The three main Social Security trust funds--Old Age Survivors Insurance, Disability Insurance and Health Insurance--presently are spending more than their revenues from payroll taxes. The difference is met, in an accounting sense, by drawing down previous surpluses run up by the trust funds, but this action adds to the amount of financing that the federal government has to do and now adds to the unified deficit. Moving the funds off-budget would cut 1983 on-budget revenues by $195 billion and spending by $205 billion, according to CBO estimates.
The bill proposed this week by Sen. John Heinz (R-Pa.) would not move the Supplementary Medical Insurance Trust Fund off-budget. This is the only one of the four funds that is heavily financed with money from the so-called General Fund (which includes those federal government's spending and tax operations that are not in a special trust fund), and if it were moved off-budget, the regular transfer from the General Fund would show up as an outlay in the unified budget.

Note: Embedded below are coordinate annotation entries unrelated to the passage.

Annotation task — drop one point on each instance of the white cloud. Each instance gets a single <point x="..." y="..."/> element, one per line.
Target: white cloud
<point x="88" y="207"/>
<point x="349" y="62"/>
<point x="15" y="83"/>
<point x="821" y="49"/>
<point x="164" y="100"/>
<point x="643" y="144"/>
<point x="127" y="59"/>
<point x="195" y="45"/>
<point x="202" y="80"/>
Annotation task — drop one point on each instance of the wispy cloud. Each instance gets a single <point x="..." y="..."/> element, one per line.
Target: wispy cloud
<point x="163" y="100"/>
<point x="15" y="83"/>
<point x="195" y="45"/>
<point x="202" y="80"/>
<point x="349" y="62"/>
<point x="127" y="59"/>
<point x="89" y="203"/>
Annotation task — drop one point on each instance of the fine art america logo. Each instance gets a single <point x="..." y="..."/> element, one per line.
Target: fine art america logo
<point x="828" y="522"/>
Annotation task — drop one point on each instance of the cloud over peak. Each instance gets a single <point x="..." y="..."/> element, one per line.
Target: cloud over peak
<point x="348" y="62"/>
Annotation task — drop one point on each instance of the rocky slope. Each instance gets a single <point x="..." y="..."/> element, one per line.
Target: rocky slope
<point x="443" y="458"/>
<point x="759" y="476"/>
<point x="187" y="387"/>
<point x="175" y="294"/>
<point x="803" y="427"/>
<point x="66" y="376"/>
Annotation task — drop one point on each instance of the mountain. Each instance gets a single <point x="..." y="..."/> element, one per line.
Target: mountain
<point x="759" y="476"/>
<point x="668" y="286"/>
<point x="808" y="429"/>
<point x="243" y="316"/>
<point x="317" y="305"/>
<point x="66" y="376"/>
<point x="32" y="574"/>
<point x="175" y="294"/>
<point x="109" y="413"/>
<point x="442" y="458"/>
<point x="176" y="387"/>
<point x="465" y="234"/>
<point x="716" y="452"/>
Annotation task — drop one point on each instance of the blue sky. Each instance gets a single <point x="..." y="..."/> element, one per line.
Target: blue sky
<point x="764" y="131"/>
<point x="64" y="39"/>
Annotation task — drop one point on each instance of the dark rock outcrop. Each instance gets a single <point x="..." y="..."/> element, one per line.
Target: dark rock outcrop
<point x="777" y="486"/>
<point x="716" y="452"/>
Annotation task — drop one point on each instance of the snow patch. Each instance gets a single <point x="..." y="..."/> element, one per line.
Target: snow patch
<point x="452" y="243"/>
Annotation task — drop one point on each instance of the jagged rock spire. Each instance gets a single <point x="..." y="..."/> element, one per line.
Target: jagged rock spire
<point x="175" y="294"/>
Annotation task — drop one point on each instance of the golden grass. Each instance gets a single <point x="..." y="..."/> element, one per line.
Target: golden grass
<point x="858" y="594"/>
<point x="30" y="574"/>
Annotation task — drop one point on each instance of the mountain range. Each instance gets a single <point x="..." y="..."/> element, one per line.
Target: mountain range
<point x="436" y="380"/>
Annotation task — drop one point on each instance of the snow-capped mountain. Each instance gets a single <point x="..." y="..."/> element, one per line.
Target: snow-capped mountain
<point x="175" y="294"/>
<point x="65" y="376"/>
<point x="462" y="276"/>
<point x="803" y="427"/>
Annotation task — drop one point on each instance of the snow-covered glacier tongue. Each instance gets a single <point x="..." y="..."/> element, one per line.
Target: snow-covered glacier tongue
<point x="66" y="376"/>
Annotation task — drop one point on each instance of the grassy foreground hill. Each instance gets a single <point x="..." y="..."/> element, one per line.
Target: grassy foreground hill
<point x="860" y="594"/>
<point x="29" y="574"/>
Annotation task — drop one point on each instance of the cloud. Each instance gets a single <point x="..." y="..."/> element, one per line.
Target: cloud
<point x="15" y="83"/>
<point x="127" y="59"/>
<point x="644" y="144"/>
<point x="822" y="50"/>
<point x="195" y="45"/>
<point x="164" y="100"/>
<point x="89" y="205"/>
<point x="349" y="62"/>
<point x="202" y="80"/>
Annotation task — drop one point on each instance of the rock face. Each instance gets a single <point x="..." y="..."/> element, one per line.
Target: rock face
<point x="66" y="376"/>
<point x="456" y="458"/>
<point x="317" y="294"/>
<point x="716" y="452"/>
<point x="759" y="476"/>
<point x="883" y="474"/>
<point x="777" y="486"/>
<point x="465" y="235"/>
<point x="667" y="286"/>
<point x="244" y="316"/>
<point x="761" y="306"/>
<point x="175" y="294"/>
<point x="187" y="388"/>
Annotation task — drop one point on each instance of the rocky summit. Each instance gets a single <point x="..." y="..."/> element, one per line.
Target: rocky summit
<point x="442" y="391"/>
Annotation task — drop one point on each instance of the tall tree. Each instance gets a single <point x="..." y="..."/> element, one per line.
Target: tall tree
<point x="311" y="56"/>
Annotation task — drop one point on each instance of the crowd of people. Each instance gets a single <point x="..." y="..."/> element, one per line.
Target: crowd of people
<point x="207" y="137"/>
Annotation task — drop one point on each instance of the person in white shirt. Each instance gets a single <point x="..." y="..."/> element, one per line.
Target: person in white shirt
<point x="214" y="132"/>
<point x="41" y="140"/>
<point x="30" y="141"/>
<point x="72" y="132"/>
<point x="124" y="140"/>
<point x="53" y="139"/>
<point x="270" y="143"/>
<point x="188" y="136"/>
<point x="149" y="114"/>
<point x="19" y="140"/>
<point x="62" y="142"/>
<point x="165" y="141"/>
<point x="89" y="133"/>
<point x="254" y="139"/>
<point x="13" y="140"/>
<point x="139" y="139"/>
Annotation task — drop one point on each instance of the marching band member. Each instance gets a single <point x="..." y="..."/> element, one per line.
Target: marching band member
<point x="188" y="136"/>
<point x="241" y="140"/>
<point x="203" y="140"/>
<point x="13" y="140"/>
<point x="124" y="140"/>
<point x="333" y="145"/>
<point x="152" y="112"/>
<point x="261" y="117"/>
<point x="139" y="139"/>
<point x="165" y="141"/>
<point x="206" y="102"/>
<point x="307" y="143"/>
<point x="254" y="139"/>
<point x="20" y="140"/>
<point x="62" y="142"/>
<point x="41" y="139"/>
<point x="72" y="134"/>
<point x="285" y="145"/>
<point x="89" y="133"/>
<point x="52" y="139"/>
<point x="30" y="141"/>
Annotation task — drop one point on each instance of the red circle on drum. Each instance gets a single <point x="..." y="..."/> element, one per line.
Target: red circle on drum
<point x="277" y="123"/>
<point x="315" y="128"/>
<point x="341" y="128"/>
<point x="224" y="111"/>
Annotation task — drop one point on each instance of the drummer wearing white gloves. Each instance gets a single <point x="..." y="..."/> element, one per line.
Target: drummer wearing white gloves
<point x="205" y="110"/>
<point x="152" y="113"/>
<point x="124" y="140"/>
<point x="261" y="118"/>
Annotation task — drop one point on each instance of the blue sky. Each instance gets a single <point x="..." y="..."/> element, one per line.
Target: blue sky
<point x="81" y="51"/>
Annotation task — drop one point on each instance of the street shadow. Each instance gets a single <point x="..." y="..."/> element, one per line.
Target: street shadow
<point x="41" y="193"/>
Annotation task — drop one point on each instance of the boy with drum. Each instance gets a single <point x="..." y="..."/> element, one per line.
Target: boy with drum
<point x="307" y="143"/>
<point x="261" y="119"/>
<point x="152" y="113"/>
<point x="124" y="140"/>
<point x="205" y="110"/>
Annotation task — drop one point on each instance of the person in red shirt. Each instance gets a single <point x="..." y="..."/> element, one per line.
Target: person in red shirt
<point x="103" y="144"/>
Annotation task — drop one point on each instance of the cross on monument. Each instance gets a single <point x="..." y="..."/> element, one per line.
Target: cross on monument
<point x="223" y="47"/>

Ironically, the plan for moving Social Security off-budget has support from both conservatives and liberals. One expert pointed out that there are presently two opposing arguments about the relationship between Social Security and the budget.
Conservatives fear that a rising deficit in the trust funds, and unwillingness to cut back benefits or raise payroll taxes, means that Social Security is effectively being financed by taxpayers. It adds to the federal government's deficit just as other spending does. In time, the accounting of the trust fund may be dropped, Social Security included in the General Fund, and there will be no constraint on future Social Security spending, some argue.
Liberals have the opposite fear: that the Social Security trust funds will be pushed into surplus, by cutting benefits or raising payroll taxes, in order to improve the overall budget deficit.